The area of the Masatlik cemetery became the Bahri Baba park, where the Archaeology Museum is situated. According to Nisim Ben Joya, the chairmen of the Izmir Sefardic Heritage Association, some of the gravestones from the old cemetery were used in building construction in Izmir and can still be seen.
According to the news report about the discovery of the graves:
The bones were packed and delivered to Izmir’s Jewish community, while the gravestones were not removed from the ground. A letter requesting authorization for the removal and transfer of the gravestones was submitted to the Culture Ministry as it is the main relevant authority on the subject.

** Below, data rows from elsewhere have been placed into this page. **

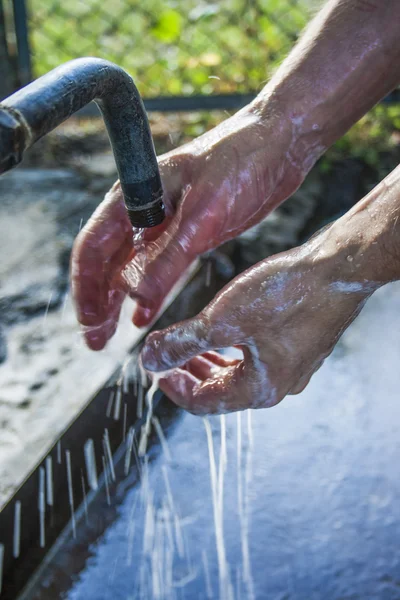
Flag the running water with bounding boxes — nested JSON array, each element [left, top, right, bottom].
[[151, 416, 172, 462], [122, 228, 148, 292], [237, 412, 255, 599], [16, 349, 257, 599], [132, 228, 145, 247], [204, 416, 234, 600], [138, 369, 170, 457]]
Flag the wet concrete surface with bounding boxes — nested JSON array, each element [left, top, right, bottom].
[[26, 281, 400, 600]]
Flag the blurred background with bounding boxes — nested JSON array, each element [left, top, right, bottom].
[[1, 2, 400, 598]]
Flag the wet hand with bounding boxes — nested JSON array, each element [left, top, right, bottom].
[[140, 225, 381, 414], [71, 102, 320, 350]]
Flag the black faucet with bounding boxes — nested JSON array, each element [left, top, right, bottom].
[[0, 57, 165, 228]]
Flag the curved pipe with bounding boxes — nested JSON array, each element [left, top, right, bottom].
[[0, 57, 164, 228]]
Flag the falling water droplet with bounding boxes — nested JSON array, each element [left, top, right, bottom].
[[46, 456, 53, 507], [84, 438, 98, 491], [13, 501, 21, 558], [103, 428, 116, 482], [65, 450, 76, 539], [38, 467, 46, 548]]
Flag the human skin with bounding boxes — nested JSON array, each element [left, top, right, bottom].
[[141, 167, 400, 414], [71, 0, 400, 353]]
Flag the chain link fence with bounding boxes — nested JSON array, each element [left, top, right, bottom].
[[2, 0, 399, 113], [26, 0, 311, 100]]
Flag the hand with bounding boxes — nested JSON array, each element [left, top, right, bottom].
[[71, 101, 321, 350], [140, 224, 381, 415]]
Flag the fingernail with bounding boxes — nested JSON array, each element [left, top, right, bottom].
[[133, 307, 154, 328], [86, 330, 106, 351], [82, 302, 99, 319]]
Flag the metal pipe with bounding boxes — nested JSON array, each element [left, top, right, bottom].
[[0, 57, 165, 228]]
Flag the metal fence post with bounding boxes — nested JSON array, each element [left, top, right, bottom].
[[0, 0, 14, 99], [12, 0, 31, 85]]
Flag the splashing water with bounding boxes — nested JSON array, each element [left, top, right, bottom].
[[103, 429, 116, 482], [132, 228, 145, 248], [102, 455, 111, 506], [20, 347, 258, 599], [39, 467, 45, 548], [13, 501, 21, 558], [45, 456, 54, 507], [113, 384, 122, 421], [84, 438, 98, 491]]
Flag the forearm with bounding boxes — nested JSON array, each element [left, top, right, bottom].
[[321, 165, 400, 287], [251, 0, 400, 162]]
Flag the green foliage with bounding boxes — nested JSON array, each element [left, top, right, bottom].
[[151, 9, 183, 43], [27, 0, 400, 166], [28, 0, 309, 96], [323, 103, 400, 169]]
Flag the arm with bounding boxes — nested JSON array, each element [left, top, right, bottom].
[[71, 0, 400, 350], [141, 166, 400, 413], [255, 0, 400, 156]]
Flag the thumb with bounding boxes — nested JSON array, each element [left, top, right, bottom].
[[141, 316, 217, 372]]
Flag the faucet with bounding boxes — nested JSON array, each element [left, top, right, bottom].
[[0, 57, 165, 228]]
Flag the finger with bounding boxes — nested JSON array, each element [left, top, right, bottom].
[[157, 348, 279, 415], [183, 356, 222, 380], [83, 288, 125, 351], [141, 316, 219, 372], [191, 348, 278, 414], [131, 305, 155, 329], [117, 157, 196, 327], [72, 155, 186, 343], [157, 368, 201, 408], [201, 351, 241, 367], [128, 221, 196, 327], [184, 354, 241, 380], [71, 184, 133, 328]]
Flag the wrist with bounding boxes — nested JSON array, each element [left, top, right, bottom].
[[247, 84, 327, 177], [317, 179, 400, 288]]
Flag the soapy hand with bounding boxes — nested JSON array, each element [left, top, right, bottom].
[[140, 225, 379, 414], [71, 103, 321, 350]]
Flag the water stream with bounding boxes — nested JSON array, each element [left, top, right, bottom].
[[21, 282, 400, 599]]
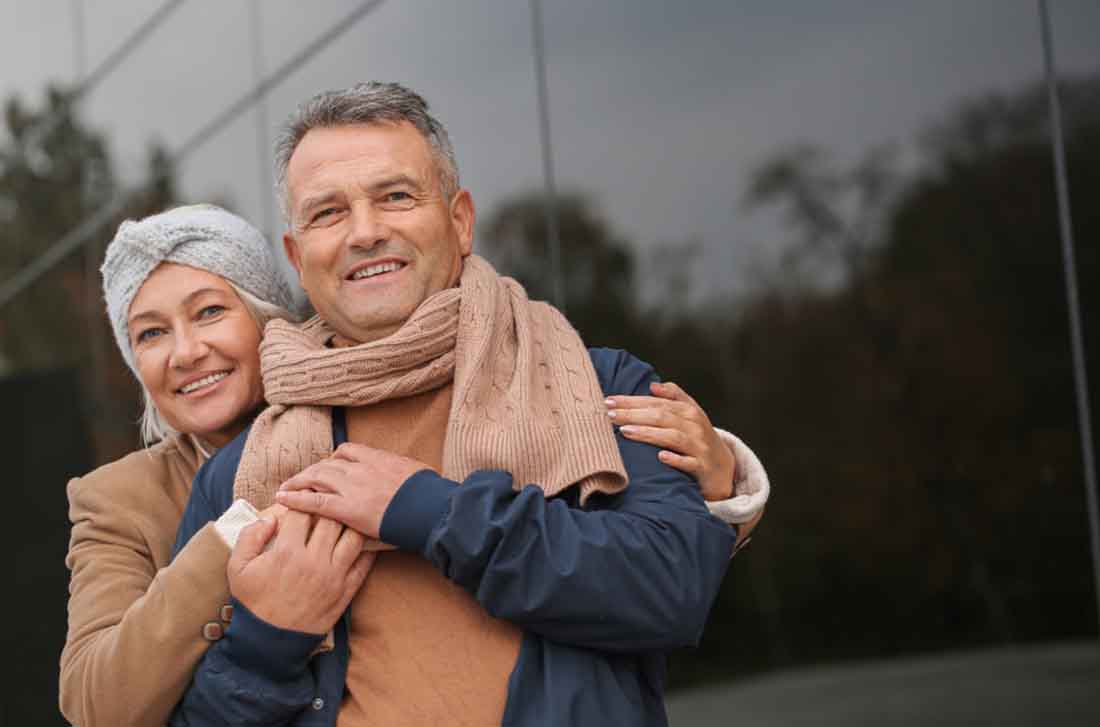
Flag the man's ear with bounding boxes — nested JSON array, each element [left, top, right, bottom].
[[450, 189, 475, 257], [283, 232, 303, 279]]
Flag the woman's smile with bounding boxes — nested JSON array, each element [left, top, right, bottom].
[[128, 263, 265, 447]]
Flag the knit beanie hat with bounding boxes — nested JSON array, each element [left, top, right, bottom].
[[102, 203, 296, 377]]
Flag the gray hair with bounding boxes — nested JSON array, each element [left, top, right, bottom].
[[138, 281, 299, 448], [274, 82, 460, 223]]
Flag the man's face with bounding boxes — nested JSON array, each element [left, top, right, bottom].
[[283, 121, 474, 345]]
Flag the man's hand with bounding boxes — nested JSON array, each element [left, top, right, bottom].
[[228, 509, 375, 634], [275, 443, 429, 539]]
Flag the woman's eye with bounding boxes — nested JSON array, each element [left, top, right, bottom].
[[136, 328, 163, 344], [198, 305, 225, 319]]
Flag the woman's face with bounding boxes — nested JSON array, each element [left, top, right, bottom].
[[128, 263, 265, 447]]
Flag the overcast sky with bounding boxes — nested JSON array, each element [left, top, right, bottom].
[[3, 1, 1099, 298]]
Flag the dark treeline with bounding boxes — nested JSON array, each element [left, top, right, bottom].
[[2, 87, 175, 459], [481, 75, 1100, 686], [3, 88, 177, 726], [3, 74, 1098, 715]]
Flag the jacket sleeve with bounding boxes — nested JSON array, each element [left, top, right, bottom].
[[168, 434, 323, 727], [167, 601, 323, 727], [60, 475, 231, 727], [380, 349, 738, 652]]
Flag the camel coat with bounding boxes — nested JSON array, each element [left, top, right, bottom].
[[60, 434, 231, 727]]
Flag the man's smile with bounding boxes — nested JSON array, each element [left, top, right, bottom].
[[349, 260, 407, 280], [345, 258, 408, 283]]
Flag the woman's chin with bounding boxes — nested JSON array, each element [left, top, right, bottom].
[[192, 421, 247, 449], [173, 406, 253, 448], [159, 379, 265, 447]]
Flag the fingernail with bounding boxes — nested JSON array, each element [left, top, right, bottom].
[[274, 491, 286, 501], [620, 425, 636, 434], [604, 398, 616, 408], [607, 410, 618, 419]]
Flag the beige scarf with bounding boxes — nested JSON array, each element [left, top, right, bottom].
[[233, 255, 627, 510]]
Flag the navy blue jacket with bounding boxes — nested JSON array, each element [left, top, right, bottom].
[[169, 349, 736, 726]]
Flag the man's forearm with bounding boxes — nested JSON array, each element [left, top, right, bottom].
[[381, 457, 736, 652]]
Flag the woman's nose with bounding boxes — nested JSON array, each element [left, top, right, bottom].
[[168, 328, 209, 368]]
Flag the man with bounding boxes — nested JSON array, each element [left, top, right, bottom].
[[170, 82, 740, 726]]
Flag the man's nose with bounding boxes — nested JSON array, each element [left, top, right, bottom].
[[346, 202, 390, 252], [169, 328, 209, 369]]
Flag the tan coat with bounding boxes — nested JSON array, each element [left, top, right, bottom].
[[61, 434, 231, 727]]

İzmir Jewish Community Chair Jak Kaya said they would bury the bones in Altındağ Jewish Cemetery following a religious ritual. “The excavations are ongoing. Since there is a possibility that more bones might be found, we are suspending the burials. We know that this cemetery had served during the 19th century. It remained open to burials until the Republican period, after which we began to use the Gürçeşme and Altındağ Cemeteries instead,” Kaya said.
3 comments on “Remains of ancient Jewish cemetery uncovered in Izmir”
It coming like surprise, but I know one abandoned cemetery – it is located in Backi Petrovac, Yugoslavia, Serbia, Vojvodina.
And no one care about it!
I can only add to the words of Samuel Gruber as this highlights the problems we face that local authorities think a cemetery is not in perpetuity and removing them and reburying them elsewhere in a “religious ceremony” is ok, these actions should be condemned and a clear message has to come to all local and national Governments that a cemetery is sanctified in perpetuity and they should not desecrate cemeteries, I hope that last weeks conference will serve as a wake up call and help that voice be heard and the message will reach all over Europe.
Similar to what happened a few years ago when digging a subway stop in Salonika, Greece. Just because gravestones were removed long ago doesn’t mean the cemetery has gone away. As was said at the recent conference on Jewish immovable property in Krakow last week “there is no such thing as a “former Jewish cemetery.”